对于一些前缀, 后缀的信息, 通过控制加入顺序, 可以不用持久化而完成和持久化一样的工作.
#include <bits/stdc++.h>
#define Rep(i, a, b) for (int i = (a), i##_ = (b); i < i##_; ++i)
#define For(i, a, b) for (int i = (a), i##_ = (b); i <= i##_; ++i)
#define Down(i, a, b) for (int i = (a), i##_ = (b); i >= i##_; --i)

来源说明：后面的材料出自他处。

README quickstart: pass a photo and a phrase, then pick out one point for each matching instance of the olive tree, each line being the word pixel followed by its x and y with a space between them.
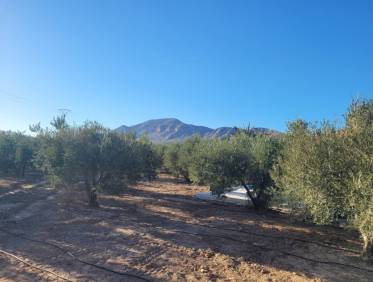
pixel 326 171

#define bin(x, k) ((x)>>(k)&1)
using namespace std;
const int D = 30, MAX_N = 4e5;
struct Node {
Node* ch[2];
} nodes[(D+1)*(MAX_N+1)], * root, * cur;
int S, a[MAX_N+1], pre[MAX_N+1];
inline Node* new_node()
{
*cur = (Node){0, 0};
return cur++;
}
void insert(Node* &o, int x, int k)
{
if (!o) o = new_node();
if (k >= 0) insert(o->ch[bin(x, k)], x, k-1);
}
int query(Node* o, int x, int k)
{
if (k < 0) return 0;
int b = bin(x, k)^1;
return o->ch[b] ? 1<<k | query(o->ch[b], x, k-1) : query(o->ch[b^1], x, k-1);
}
inline void init()
{
cur = nodes;
S = 0;
insert(root = 0, 0, D-1);
}
int main()
{
int n, ans = 0;
scanf("%d", &n);
init();
For (i, 1, n) {
scanf("%d", &a[i]);
pre[i] = max(pre[i-1], query(root, S ^= a[i], D-1));
insert(root, S, D-1);
}
init();
Down (i, n, 2) {
ans = max(ans, pre[i-1] + query(root, S ^= a[i], D-1));
insert(root, S, D-1);
}
printf("%d\n", ans);
return 0;
}